The Investment Association (IA) UK Gilts sector returned 0.70%, the IA Corporate Bond sector returned 1.91%, whilst the Sterling High Yield sector returned 1.26%.

Summary of Key News:

  • A new virus emanating from China threatened to severely disrupt the world economy.
  • The US economy weakened markedly.
  • The UK economy held up well as business confidence is high following the General Election.
  • The Eurozone manufacturing sector contracted at a slower rate and business confidence fell.
  • The Chinese manufacturing sector contracted at the sharpest rate on record.
  • Most major Central Banks pledged support if economic conditions continue to worsen.  

Financial Markets:

  • Over 6 months the FTSE 100 lost -9.63%, whilst the Euro Stoxx 50 lost  -3% and the S&P 500 gained 0.95% (all in price terms).
  • The Japanese Nikkei 225 returned approximately 2.5% (in price terms).
  • The broad emerging markets index returned approximately 2.2% (in US$ terms).
  • The (IA) UK Gilts sector returned 0.7%, the IA Corporate Bond sector returned 1.91%, whilst the Sterling High Yield sector returned 1.26%.

Source: FE Analytics


Clearly the question on many investors’ minds will be whether the Coronavirus outbreak can be effectively contained, and the economic cost of doing so.
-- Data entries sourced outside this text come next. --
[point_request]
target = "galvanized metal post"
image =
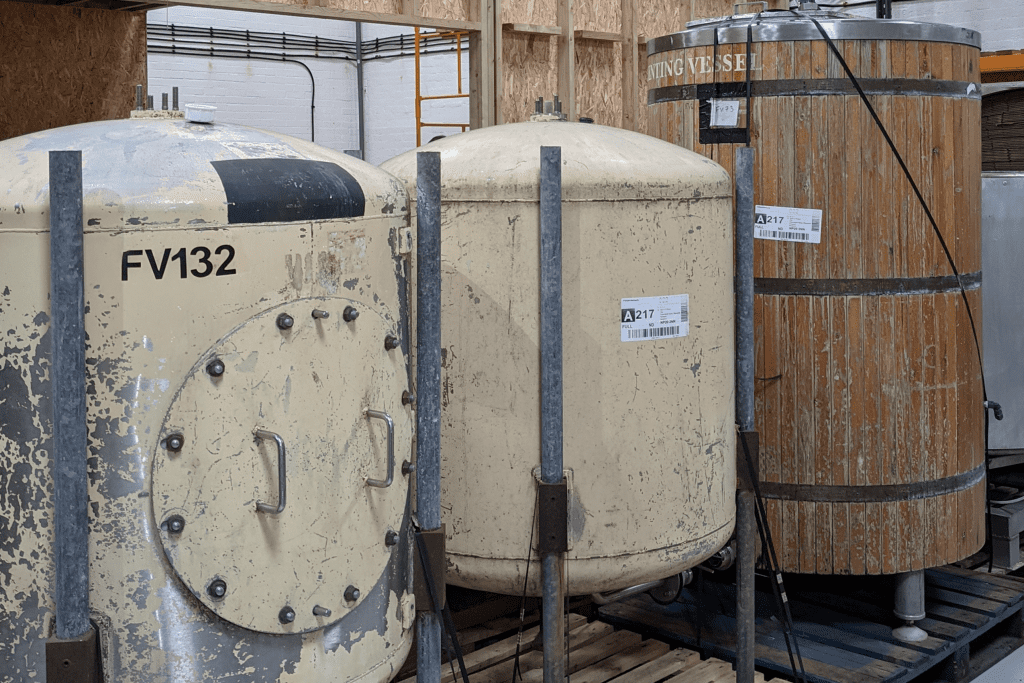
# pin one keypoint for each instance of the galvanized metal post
(553, 580)
(358, 90)
(71, 505)
(744, 288)
(745, 526)
(428, 387)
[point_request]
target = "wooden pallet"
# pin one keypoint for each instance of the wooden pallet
(845, 636)
(597, 653)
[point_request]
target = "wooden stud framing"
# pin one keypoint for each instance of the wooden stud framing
(566, 58)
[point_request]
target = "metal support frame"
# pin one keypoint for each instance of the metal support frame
(457, 36)
(552, 563)
(745, 526)
(68, 373)
(428, 388)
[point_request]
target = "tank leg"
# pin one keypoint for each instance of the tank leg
(909, 606)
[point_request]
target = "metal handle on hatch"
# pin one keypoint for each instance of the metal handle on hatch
(380, 415)
(266, 507)
(736, 6)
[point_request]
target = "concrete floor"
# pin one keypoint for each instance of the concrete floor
(1009, 670)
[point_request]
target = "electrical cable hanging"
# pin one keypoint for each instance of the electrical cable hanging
(986, 404)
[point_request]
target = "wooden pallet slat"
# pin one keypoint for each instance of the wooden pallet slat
(845, 636)
(619, 663)
(663, 667)
(596, 651)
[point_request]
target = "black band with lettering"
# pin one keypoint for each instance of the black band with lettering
(821, 86)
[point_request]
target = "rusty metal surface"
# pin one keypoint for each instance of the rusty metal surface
(152, 328)
(431, 544)
(74, 659)
(552, 517)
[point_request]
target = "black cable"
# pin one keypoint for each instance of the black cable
(778, 588)
(525, 585)
(974, 330)
(443, 613)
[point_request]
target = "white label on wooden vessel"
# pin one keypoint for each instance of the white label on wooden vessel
(724, 113)
(655, 317)
(787, 224)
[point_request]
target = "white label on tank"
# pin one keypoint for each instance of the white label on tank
(787, 224)
(724, 113)
(655, 317)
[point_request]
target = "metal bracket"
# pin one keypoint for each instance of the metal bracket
(432, 545)
(553, 517)
(73, 660)
(753, 440)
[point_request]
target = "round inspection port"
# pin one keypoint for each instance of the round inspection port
(217, 589)
(175, 524)
(215, 368)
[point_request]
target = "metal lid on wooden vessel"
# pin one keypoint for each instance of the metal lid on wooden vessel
(784, 26)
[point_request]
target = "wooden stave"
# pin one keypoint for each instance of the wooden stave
(865, 538)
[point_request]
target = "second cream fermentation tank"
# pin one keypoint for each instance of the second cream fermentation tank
(648, 354)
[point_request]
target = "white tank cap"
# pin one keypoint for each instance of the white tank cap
(200, 113)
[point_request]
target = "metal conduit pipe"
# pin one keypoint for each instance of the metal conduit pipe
(428, 387)
(721, 560)
(745, 525)
(615, 596)
(552, 577)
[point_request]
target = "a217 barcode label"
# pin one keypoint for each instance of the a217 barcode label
(646, 318)
(787, 224)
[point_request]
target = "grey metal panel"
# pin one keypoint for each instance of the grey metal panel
(782, 27)
(1001, 256)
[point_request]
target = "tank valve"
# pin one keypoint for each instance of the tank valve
(175, 442)
(175, 524)
(215, 368)
(217, 589)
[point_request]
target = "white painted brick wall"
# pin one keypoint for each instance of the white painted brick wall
(999, 22)
(275, 95)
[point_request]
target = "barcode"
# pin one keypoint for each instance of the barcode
(655, 332)
(779, 235)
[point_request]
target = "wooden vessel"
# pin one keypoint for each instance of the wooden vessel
(868, 383)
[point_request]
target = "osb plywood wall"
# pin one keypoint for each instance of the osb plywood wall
(530, 66)
(64, 66)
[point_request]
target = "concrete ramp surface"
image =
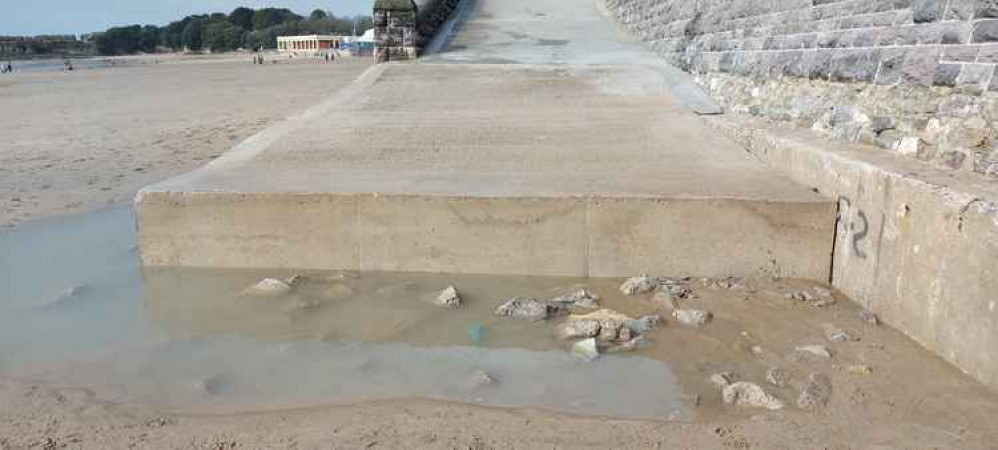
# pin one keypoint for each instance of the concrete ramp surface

Encouragingly, the number of new daily cases in China has begun to tail off significantly.

If the outbreak in other countries peaks after only a month or so, then the disruption is likely to prove temporary, and economies should recover fairly swiftly.

However, financial markets seem to have factored in the worst case scenario when selling equities so sharply.

The speed of the ‘correction’ was likely also due to the fact that global equities had rallied strongly and were looking expensive on some measures.

One positive aspect of the sell-off is that, if you believe company earnings will not be permanently affected by the outbreak, most stock markets are now much cheaper than they were a month ago.

The direction of economies and financial markets is therefore heavily reliant on how the Coronavirus outbreak evolves. 

Excepting the disruption resulting from the Coronavirus outbreak, the fundamentals of the world economy remain fundamentally favourable. 

Unemployment is generally low, inflation mostly contained, and Central Banks continue to offer accommodative policy.